Katie Ledecky, the swimmer with the most Olympic gold medals of the century, emerged from the waiting room with determination. She walked with a firm step along the platform that leads to the starting gates of the Paris swimming pool, this Saturday at nine o’clock in the evening in the first session of the Olympic swimming championship race finals. The 27-year-old American was wearing her sunglasses, dark, as if a blinding sun was shining in the sky of the closed hall of La Défense, packed with people who cheered her with a circus-like roar. She pressed her lips together with the fierce rictus of someone who concentrates all her energy and her aggressiveness on a purpose of fighting. She had little time left before she knew the truth. Just five minutes later she would drag herself out of the pool, wet and exhausted, her shoulders slumped in defeat, slowly moving to collect her shoes after sinking into the whirlpool of Ariarne Titmus, undisputedly the new queen of swimming after being proclaimed Olympic champion in the 400-meter freestyle for the second time in a row.
Ariarne Elizabeth Titmus, born 23 years ago in Lauceston, on the Australian island of Tasmania, won gold with a time from five years ago: 3 minutes 57.49 seconds, which she beat in 2017. An old record. Unbecoming of the progress that this event has made since she and Canadian Summer McIntosh have been battling over the distance. If the pace of reductions had been extended, the Paris public would have witnessed an absolute record. But Titmus touched the wall much later than her body was capable of. The record that she herself set last year at the World Championships in Fukuoka, 3m 55.38s, is due to a speed and split times that the La Défense race never offered.
Rarely in the history of swimming have three world record holders, two Olympic champions and four world champions come together in an Olympic final. There were all four: Katie Ledecky, Olympic champion in Rio; Ariarne Titmus, Olympic champion in Tokyo; Erika Fairweather, world champion in Doha in February; and Summer McIntosh, the prodigious swimmer from Toronto, just 17 years old, four times world champion in butterfly and medley. Some recalled the meeting of Phelps, Van den Hoogenband and Thorpe at the Athens Games, in the 200m freestyle final, to gauge what happened in La Défense.
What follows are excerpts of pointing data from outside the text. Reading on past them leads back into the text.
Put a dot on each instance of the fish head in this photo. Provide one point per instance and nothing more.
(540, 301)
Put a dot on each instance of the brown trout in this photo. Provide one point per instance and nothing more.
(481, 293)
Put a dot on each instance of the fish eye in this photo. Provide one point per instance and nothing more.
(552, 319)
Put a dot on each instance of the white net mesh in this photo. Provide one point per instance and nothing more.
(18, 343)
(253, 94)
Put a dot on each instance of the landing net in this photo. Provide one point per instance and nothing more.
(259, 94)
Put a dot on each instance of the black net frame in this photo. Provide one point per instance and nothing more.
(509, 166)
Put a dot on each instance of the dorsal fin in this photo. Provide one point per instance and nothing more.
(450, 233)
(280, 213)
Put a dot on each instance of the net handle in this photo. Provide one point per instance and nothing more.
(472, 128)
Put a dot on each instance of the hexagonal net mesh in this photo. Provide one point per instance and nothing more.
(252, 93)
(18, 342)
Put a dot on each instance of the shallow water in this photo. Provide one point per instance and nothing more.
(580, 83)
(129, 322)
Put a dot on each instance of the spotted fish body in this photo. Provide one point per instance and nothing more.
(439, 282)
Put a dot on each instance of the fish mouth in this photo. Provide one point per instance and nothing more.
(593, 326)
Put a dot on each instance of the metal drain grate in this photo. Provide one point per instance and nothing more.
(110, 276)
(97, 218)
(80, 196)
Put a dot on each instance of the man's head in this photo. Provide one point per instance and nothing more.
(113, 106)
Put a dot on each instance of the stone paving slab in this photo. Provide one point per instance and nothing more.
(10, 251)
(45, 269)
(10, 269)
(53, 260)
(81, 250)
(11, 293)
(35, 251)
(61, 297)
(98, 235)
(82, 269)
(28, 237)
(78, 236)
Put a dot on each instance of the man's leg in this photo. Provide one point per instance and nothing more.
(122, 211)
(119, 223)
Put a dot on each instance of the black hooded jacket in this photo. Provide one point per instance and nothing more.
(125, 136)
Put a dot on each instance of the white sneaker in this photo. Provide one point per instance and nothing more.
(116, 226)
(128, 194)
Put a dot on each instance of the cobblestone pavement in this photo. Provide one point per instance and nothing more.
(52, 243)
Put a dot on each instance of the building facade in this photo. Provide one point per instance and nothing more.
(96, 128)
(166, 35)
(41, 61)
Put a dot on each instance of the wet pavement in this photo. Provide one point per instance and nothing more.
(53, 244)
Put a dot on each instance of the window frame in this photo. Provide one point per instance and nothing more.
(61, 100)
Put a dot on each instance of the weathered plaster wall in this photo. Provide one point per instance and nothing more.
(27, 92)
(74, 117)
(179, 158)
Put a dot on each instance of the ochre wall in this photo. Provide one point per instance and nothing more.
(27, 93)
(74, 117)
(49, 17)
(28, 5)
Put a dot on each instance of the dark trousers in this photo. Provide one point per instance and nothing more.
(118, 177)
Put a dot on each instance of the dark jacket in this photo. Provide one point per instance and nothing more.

The reality was slightly less epic. In a race that allows for tactical back-and-forth, Titmus did not allow speculation.
The Australian followed the plan from the Fukuoka final. First, she let herself go in the preliminary session. The Tasmanian Devil played dead. She allowed Ledecky to advance first, as if she had no more strength. She even let her win in the last length. She acted stealthily. She played at confusion. They swam lane by lane and Ledecky finished in 4.02 minutes. A good time and little else. Perhaps enough to give her hope. Perhaps the girl from Washington felt strong. Able to relive her epic from a decade ago, when between 2013 and 2019 no one could dispute her dominance of the middle-distance event par excellence. The golden days when Titmus had not yet appeared on the scene.
Ledecky’s hegemony was abruptly interrupted at the Gwangju World Championships in the summer of 2019. On the way to the Tokyo Games and the unexpected pandemic, Titmus emerged at that tournament as an uninhibited and uninhibited teenager. She was afraid of nothing. She seemed inexhaustible and, to the misfortune of her opponent, she had tremendous leg power. An added weapon to her freestyle swimmer’s arsenal. The kind of instrument that in the final phase of endurance tests provides her with a devastating push. This Saturday in Paris she displayed it clearly when, after passing through the wall that marked the 200 meters, she increased the pace of her kick. An outboard motor, suddenly. The foamy wake she left in her wake contrasted with the stroke made by Ledecky, who barely stirred the water with her feet, with a kick cycle that was lower in average number of strokes and in strength.
Titmus was only followed by McIntosh, who entered the arena looking frightened but did not back down in the final meters. The champion kept her as a reference at her side, while advancing with little pressure towards the finish line. Her 30.13 seconds in the last length were not the kind of display that her cardiovascular system treasures. They were simply what she needed to reach the plate first that interrupted the stopwatch counter and gave her the gold. “You can see that people were eager to witness the Games, after eight years and a pandemic. The noise in this arena is crazy!” said the winner. Ariarne Titmus has not lost a major 400 freestyle event since 2019.